Niane can connect to the cross unmarked thanks to miscommunication by the Marseille defence. Maïga who can be seen on the bottom of the image made a run forward confusing Marseille’s left-back. The centre-back thinks Niane is being marked by the left-back, but he is not and is left open for a free header which he can head into the bottom left corner. This goal shows not only Niane’s ability to find space between defenders but also his composure to place the ball into the bottom left-hand corner.
Niane has proven his ability this season to be a deadly header of the ball. He has shown his ability to shoot from distance which can pay off from time to time, but his goal threat moving forward should focus more on his ability within the box.
In terms of improvements for Niane when he returns from injury, he should look to shoot less from distance as previously mentioned, but also look to retain possession better.
The graphic above shows Niane’s losses either from an inaccurate pass or duel in the last year. Losses of possession can be seen all over the pitch in the image, and losses from duels within the penalty box can be understood as losses from headers or crosses. However, he is simply losing possession for his team in duels in places where he shouldn’t. As a lone striker, he is losing possession from duels in places that can cost his team.
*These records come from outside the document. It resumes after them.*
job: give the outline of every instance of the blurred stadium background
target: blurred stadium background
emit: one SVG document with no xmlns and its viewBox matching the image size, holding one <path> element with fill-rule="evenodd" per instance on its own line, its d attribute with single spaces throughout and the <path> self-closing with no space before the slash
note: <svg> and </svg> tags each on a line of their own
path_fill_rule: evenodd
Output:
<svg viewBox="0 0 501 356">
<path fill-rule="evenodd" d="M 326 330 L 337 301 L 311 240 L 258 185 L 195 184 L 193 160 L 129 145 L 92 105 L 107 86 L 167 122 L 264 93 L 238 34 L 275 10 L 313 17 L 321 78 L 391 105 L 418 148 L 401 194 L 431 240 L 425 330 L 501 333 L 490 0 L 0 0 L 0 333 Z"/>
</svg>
If he is looking to improve himself, he will need to retain the ball better in the central third of the field. He has lost the ball so far 86 times centrally within his 200 total losses. This season alone he has attempted an average of 4.46 dribbles per 90 dribbles, with a success rate of 45.83%.
Whilst some of his dribbles this season have lead to goals, his dribbles centrally are letting him and his team down. Moving forward, he should look to understand when and where to dribble centrally if he wants to improve his ball retention.
Unfortunately for Metz and Ligue 1, we will not be able to see Ibrahima Niane for quite a few months. His improvement in front of goal had seen him start the season on a high with six goals in six games and it would’ve been great to see if he can continue his fine form in front of goal. His ability to score from open play and set pieces makes him a valuable asset to Metz and at 21 years old there is still lots of time to improve. Time is on the Senegalese striker’s side and we hope to see him back scoring goals for Metz in the new year.